EDIT: Hm, a to ciekawe... W górnym przypadku nawet dodał obsługę przenoszenia części wyrazów do następnej linii – a tego żaden nawet oficjalny ebook nie potrafił. Ale tylko przy tym opowiadaniu... Postaram się rozgryźć, czemu.
„Widzę, że popełnił pan trzy błędy ortograficzne” – markiz Favras po otrzymaniu wyroku skazującego go na śmierć, 1790
Jak kopiuję tekst ze strony to zawsze łamany wychodzi, może jakoś inaczej załadowałeś te pliki?
A w ogóle, yay, mój starusieńki tekst^^ Ktoś to jeszcze czyta?
Ni to Szatan, ni to Tęcza.
A właśnie niedawno z Berylem na podobny temat rozmawialiśmy. Ja używam aplikacji Klip me, która wszędzie indziej działa cudownie (jeden klik i mam artykuł na czytniku), a tutaj tekst jest tak rozwalony myślnikami, że nie da się go czytać.
www.portal.herbatkauheleny.pl
Ja kopiuję i wklejam do worda. Jedyny trik, jaki odkryłem – jeśli skopiuje się sam tekst, to po wklejeniu jest czcionką 1 – a jeśli skopiuje się też tytuł, wtedy jest ok.
Może warto zachęcić samych autorów, by dodawali linki do różnych wersji w przedmowie. TU jest dobry konwerter, a opowiadania można trzymać na dropboksie.
Pamiętajcie tylko, żeby korzystając z konwerterów czytać regulaminy. Nigdy nie wiecie, komu udzielacie licencji i jakiej... :)
Administrator portalu Nowej Fantastyki. Masz jakieś pytania, uwagi, a może coś nie działa tak, jak powinno? Napisz do mnie! :)
Tenszo – ale kopiujesz przez Readability? Ja zrobiłem trochę testów i nie byłem w stanie znaleźć żadnej prawidłowości. Łamanie wierszy pojawiło się w trzech tekstach, których wydaje się, że nic nie łączy (inni autorzy, czas wstawienia...). W pozostałych wyrazów nie dzieli. Natomiast jeśli w jakimś opowiadaniu jest dzielenie słów, to konsekwentnie za każdym przesłaniem na czytnik.
A tekst właśnie zgrałem, przeczytam, jak będę jechał gdzieś tramwajem :)
„Widzę, że popełnił pan trzy błędy ortograficzne” – markiz Favras po otrzymaniu wyroku skazującego go na śmierć, 1790
Nie, z Readability nie korzystam. Ale zauważyłam taka prawidłowość, że gdy kopiuje tekst ze strony do Worda (bo coś mnie podkusiło, żeby wprowadzić poprawki tutaj, a nie w pliku), potem znowu z Worda na stronę, to łamanie zaczyna “wkradać” się do innych programów. Raz tak Basia mnie złajała, bo jej program nie potrafił dobrze łamać, więc widziała wszystko sylabizowane (np. po-da-łam).

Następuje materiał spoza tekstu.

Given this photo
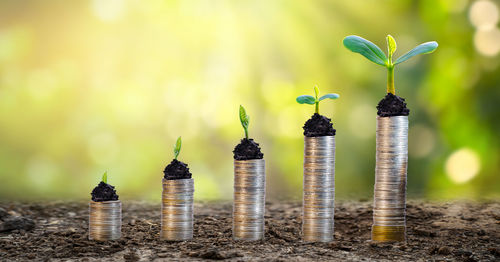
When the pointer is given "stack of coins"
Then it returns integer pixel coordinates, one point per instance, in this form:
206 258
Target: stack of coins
319 189
177 209
389 206
249 199
105 220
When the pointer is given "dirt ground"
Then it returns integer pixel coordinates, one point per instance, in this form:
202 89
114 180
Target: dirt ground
436 231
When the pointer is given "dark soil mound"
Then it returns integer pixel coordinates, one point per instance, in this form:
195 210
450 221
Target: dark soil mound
176 170
104 192
318 125
247 149
392 105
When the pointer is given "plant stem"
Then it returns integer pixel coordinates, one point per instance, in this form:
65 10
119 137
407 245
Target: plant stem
390 80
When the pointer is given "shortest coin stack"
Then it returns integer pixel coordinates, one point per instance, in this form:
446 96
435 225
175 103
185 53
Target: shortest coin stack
177 209
249 199
105 220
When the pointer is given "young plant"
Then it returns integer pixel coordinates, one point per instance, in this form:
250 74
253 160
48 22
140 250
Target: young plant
105 177
177 148
244 119
314 100
374 53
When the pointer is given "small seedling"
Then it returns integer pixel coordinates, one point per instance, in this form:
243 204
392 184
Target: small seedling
314 100
177 148
105 177
374 53
244 119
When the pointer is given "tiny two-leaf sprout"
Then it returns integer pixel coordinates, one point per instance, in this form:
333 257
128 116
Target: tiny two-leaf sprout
177 147
373 53
244 119
314 100
105 177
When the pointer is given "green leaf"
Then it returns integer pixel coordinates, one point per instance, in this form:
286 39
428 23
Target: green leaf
391 45
244 118
365 48
331 96
424 48
306 100
316 91
177 147
105 177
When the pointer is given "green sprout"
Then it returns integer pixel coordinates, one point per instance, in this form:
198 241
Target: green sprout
105 177
244 119
177 148
374 53
314 100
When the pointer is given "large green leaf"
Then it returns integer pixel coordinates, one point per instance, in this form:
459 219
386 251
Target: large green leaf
331 96
424 48
365 48
177 148
306 100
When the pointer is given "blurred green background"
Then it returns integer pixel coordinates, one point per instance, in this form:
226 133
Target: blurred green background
90 86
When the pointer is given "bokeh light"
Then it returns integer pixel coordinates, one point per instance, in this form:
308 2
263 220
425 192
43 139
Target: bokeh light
463 165
483 14
487 42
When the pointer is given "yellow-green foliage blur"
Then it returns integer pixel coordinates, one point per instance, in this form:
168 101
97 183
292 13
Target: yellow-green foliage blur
94 86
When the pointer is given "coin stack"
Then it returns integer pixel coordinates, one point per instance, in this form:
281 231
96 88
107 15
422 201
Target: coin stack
249 199
319 189
177 209
389 206
105 220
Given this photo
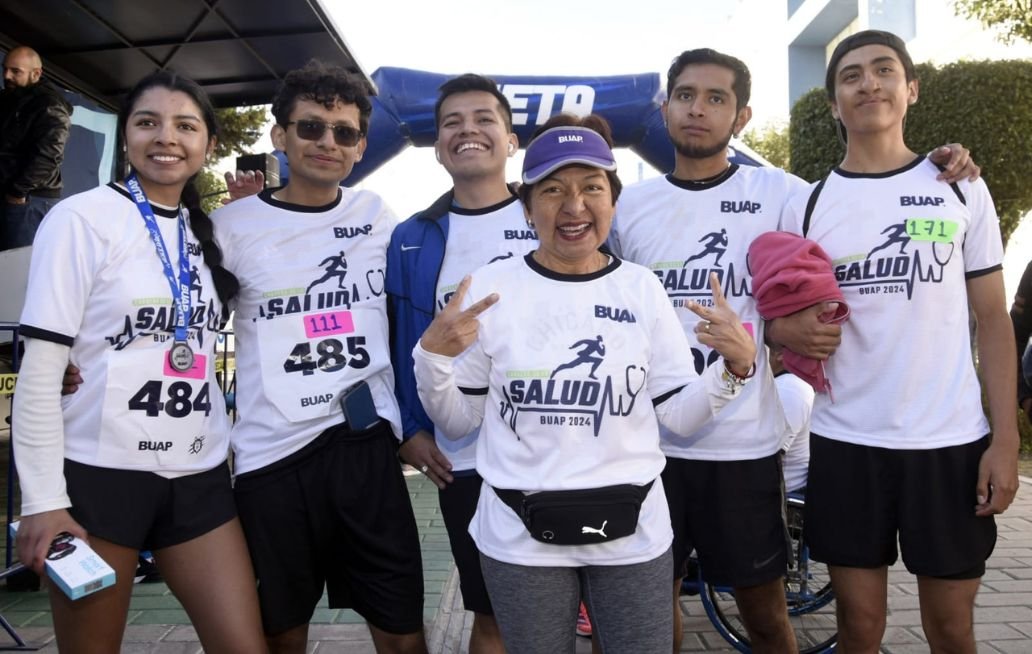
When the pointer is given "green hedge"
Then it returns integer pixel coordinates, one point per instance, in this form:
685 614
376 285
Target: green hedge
986 105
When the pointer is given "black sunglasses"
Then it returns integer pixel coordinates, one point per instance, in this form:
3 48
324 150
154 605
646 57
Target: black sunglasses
344 135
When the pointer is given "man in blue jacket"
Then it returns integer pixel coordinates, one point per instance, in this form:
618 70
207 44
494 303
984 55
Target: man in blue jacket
477 222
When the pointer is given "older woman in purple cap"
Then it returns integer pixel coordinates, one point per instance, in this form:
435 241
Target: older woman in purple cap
567 365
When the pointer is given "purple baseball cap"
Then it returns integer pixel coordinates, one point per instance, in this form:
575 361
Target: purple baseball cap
565 145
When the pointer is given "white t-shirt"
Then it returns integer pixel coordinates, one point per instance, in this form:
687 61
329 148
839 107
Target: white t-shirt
476 238
311 319
797 401
96 284
566 371
902 246
682 231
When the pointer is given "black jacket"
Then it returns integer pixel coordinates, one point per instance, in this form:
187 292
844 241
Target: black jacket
34 125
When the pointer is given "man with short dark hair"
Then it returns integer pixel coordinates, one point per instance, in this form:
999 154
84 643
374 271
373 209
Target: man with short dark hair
34 125
477 222
904 462
723 481
319 488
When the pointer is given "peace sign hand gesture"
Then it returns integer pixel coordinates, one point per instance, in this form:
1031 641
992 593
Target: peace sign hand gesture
453 329
721 330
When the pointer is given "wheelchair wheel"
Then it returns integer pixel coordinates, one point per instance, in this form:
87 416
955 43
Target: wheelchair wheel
808 591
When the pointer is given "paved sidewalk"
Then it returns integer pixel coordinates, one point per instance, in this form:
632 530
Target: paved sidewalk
157 624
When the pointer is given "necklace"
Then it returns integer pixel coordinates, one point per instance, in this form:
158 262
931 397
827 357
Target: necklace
711 178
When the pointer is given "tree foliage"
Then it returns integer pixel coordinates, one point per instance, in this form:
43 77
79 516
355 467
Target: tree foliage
985 105
771 141
1011 18
239 128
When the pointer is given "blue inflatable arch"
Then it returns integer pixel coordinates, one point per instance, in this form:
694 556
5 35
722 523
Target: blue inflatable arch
402 112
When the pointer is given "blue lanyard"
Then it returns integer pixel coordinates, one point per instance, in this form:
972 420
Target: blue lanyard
181 291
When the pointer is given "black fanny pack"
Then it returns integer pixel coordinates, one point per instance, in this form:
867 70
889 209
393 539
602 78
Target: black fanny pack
578 517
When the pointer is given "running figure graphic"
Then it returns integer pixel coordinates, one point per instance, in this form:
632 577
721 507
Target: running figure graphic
335 267
897 234
715 243
586 355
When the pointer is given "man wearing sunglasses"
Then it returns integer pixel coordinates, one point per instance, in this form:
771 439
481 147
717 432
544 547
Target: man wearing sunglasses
323 504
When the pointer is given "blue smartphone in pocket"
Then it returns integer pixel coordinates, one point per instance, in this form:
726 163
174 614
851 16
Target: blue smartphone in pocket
358 407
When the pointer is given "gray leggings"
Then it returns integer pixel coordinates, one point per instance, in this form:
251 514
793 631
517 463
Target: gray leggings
536 607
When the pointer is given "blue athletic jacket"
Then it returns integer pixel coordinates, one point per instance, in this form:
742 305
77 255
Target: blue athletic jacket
414 259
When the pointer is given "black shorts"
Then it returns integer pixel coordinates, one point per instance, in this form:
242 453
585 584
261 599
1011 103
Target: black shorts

Ni to Szatan, ni to Tęcza.
Hm, to ciekawe. Ale w takim razie bez brajta chyba się tego nie rozgryzie.
„Widzę, że popełnił pan trzy błędy ortograficzne” – markiz Favras po otrzymaniu wyroku skazującego go na śmierć, 1790
O, dokładnie z tym samym mam problem :) Od razu widzę, który tekst jest kopiowany na Herbatkę z Fantastyki, bo trzeba go przepuszczać przez notatnik, żeby wyglądał po ludzku.